Anlässlich des vor kurzem erschienenen vierten DLCs möchten wir euch gern das Hauptgame vorstellen; Bioshock Infinite. Bioshock Infinite ist der dritte Teil der Bioshock-Reihe, welche unter der Leitung von Ken Levine im zwischenzeitlich geschlossenen Studio Irrational Games produziert wurde. Schon innerhalb des ersten Verkaufsmonats wurde klar, das Bioshock Infinite der erfolgreichste Teil der Bioshock-Reihe werden würde. Kaum vier Monate nach Release wurde das mit über 4 Millionen verkauften Exemplaren bestätigt.

Eine Woche nach Ankündigung im Jahre 2010 wurde das Game erstmalig an der Gamescom 2010 ausgestellt und erhielt direkt die ersten Preise, IGN’s ‚Game of the Show‘ und ‚Best Xbox 360 Game‘. Diverse weitere Nominierungen und Gewinne folgten, in den letzten Trailern vor dem Release werben Entwickler und Publisher mit über 85 Preisen.

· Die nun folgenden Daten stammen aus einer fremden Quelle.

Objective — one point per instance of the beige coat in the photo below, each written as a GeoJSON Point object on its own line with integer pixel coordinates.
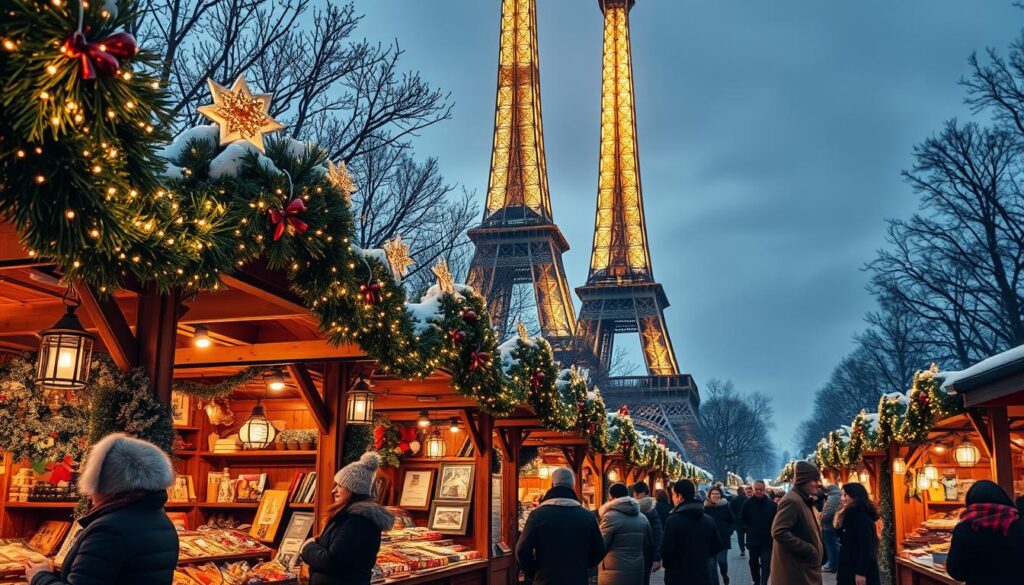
{"type": "Point", "coordinates": [796, 557]}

Neben dem Game und dessen Aspekte selbst wurde vor Allem die Originalsynchronisation sehr gelobt. Troy Baker, welcher bereits durch seine Rollen als Jake in CAPCOM’s Resident Evil 6, Snow in Square Enix’s Final Fantasy XIII/XIII-2 und Joel in Sony’s The Last of Us bekannt sein sollte, übernahm Motion Capturing und Synchronisation des Protagonisten Booker DeWitt, Courtnee Draper, welche zum damaligen Zeitpunkt noch nicht allzu bekannt war, war Schauspielerin und Voice Actress für Elizabeth.

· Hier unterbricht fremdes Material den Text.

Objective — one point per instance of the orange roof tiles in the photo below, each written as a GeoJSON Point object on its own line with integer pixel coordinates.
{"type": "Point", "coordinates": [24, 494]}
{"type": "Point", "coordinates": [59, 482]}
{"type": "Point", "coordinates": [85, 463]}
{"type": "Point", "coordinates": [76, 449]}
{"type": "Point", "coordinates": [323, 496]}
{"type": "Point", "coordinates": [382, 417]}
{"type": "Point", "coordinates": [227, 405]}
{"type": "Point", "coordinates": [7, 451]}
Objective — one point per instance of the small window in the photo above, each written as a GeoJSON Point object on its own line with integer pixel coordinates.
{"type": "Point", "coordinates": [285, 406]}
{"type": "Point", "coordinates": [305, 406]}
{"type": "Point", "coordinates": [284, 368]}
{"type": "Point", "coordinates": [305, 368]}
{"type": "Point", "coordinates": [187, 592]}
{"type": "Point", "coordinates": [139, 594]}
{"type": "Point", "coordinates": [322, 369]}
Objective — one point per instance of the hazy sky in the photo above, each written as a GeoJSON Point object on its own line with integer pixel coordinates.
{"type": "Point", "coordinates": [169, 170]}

Während Bioshock Infinite fast ausschließlich gut ankam und Top-Bewertungen erhielt, verursachte es jedoch auch Diskussionen. Die Thematisierung von Rassismus und extremen religiösen Ideologien und die Gewaltdarstellung verursachten so manch eine Kritik. Designer und Creative Director Ken Levine verglich sein Spiel mit einem Rohrschach-Text – wie auch die vorherigen Teile überließe Bioshock Infinite viel Freiraum zur freien Interpretation und Wertung der Geschehnisse, jedoch sei es natürlich provokant und sein Ziel sei es gewesen, die Story so aufzubauen, das keine Sicht der Charaktere so ganz geglaubt wird.

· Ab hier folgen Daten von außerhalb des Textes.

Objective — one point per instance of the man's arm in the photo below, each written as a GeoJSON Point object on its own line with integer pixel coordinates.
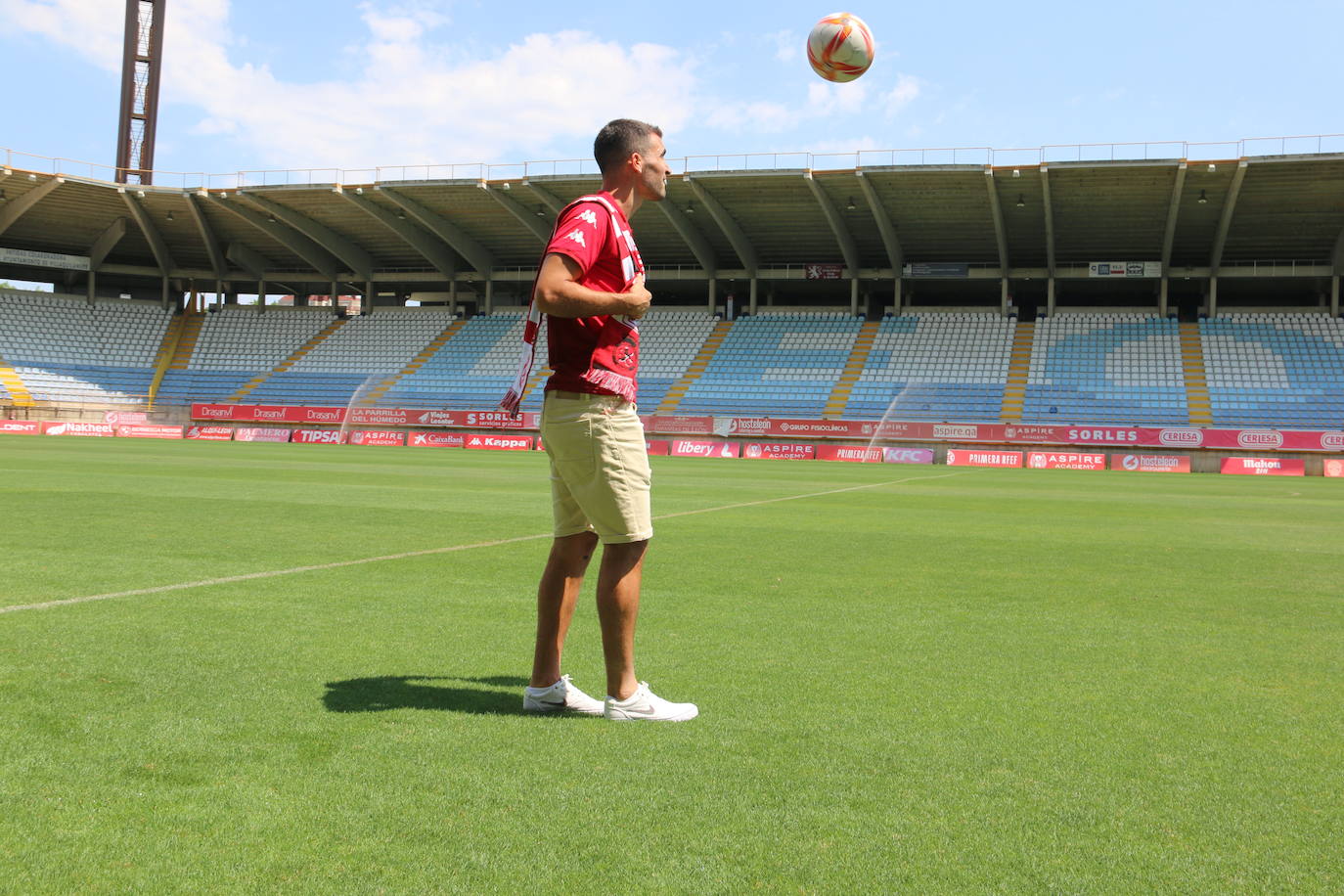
{"type": "Point", "coordinates": [560, 294]}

Bioshock Infinite erhielt zum Release folgende Editionen;

  • Standart Edition mit Artwork-Wendecover und Handbuch
  • Premium Edition mit Artwork-Wendecover, Handbuch, Artbook, digitalem Soundtrack, Handyman Figur, Murder of Crow Schlüsselanhänger, Reklameplakat aus dem Game und den Gameplay-Inhalten Bull Rush, Betrayer und Extra! Extra!
  • Ultimate Songbird Edition mit Artwork-Wendecover, Handbuch, Artbook, digitalem Soundtrack, Handyman Figur, Murder of Crow Schlüsselanhänger, Reklameplakat aus dem Game, den Gameplay-Inhalten Bull Rush, Betrayer und Extra! Extra! und einer Songbird Statue

 

 

Story

Bioshock Infinite lässt uns die schwebende Stadt Columbia im Jahr 1912 erkunden. Protagonist Booker DeWitt erhält die Aufgabe, ein Mädchen zu einem bestimmten Ort zu bringen, die letzte Chance um seine Schulden auszugleichen („Bring us the girl and wipe away the debt“). Nach einer holprigen Reise von einem Leuchtturm aus zu der Stadt beginnt Booker’s Suche nach dem Mädchen. Zuvor wurde er von zwei recht merkwürdigen Personen mit einem Foto des Mädchens und einer Waffe ausgestattet. Schon während der Ankunft wird klar, dass der religiöse Glaube an den Propheten Zachary Hale Comstock die Ansichten der Bevölkerung prägt.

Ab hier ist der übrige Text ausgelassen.